[<prev] [next>] [thread-next>] [day] [month] [year] [list]
Message-ID: <20230508165815.45602-1-kuniyu@amazon.com>
Date: Mon, 8 May 2023 09:58:15 -0700
From: Kuniyuki Iwashima <kuniyu@...zon.com>
To: "David S. Miller" <davem@...emloft.net>, Eric Dumazet
<edumazet@...gle.com>, Jakub Kicinski <kuba@...nel.org>, Paolo Abeni
<pabeni@...hat.com>
CC: Kuniyuki Iwashima <kuniyu@...zon.com>, Kuniyuki Iwashima
<kuni1840@...il.com>, <netdev@...r.kernel.org>, syzbot
<syzkaller@...glegroups.com>
Subject: [PATCH v2 net] net: Fix sk->sk_stamp race in sock_recv_cmsgs().
KCSAN found a data race in sock_recv_cmsgs() [0] where the read access
to sk->sk_stamp needs READ_ONCE().
Also, there is another race like below. If the torn load of the high
32-bits precedes WRITE_ONCE(sk, skb->tstamp) and later the written
lower 32-bits happens to match with SK_DEFAULT_STAMP, the final result
of sk->sk_stamp could be 0.
sock_recv_cmsgs() ioctl(SIOCGSTAMP) sock_recv_cmsgs()
| | |
|- if (sock_flag(sk, SOCK_TIMESTAMP)) |
| | |
| `- sock_set_flag(sk, SOCK_TIMESTAMP)
| |
| `- if (sock_flag(sk, SOCK_TIMESTAMP))
`- if (sk->sk_stamp == SK_DEFAULT_STAMP) `- sock_write_timestamp(sk, skb->tstamp)

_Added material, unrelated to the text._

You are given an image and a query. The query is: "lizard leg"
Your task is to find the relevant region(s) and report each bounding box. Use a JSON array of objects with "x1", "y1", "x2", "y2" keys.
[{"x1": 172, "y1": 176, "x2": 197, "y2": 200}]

`- sock_write_timestamp(sk, 0)
Even with READ_ONCE(), we could get the same result if READ_ONCE() precedes
WRITE_ONCE() because the SK_DEFAULT_STAMP check and WRITE_ONCE(sk_stamp, 0)
are not atomic.
Let's avoid the race by cmpxchg() on 64-bits architecture or seqlock on
32-bits machines.
[0]:
BUG: KCSAN: data-race in packet_recvmsg / packet_recvmsg
write (marked) to 0xffff88803c81f258 of 8 bytes by task 19171 on cpu 0:
sock_write_timestamp include/net/sock.h:2670 [inline]
sock_recv_cmsgs include/net/sock.h:2722 [inline]
packet_recvmsg+0xb97/0xd00 net/packet/af_packet.c:3489
sock_recvmsg_nosec net/socket.c:1019 [inline]
sock_recvmsg+0x11a/0x130 net/socket.c:1040
sock_read_iter+0x176/0x220 net/socket.c:1118
call_read_iter include/linux/fs.h:1845 [inline]
new_sync_read fs/read_write.c:389 [inline]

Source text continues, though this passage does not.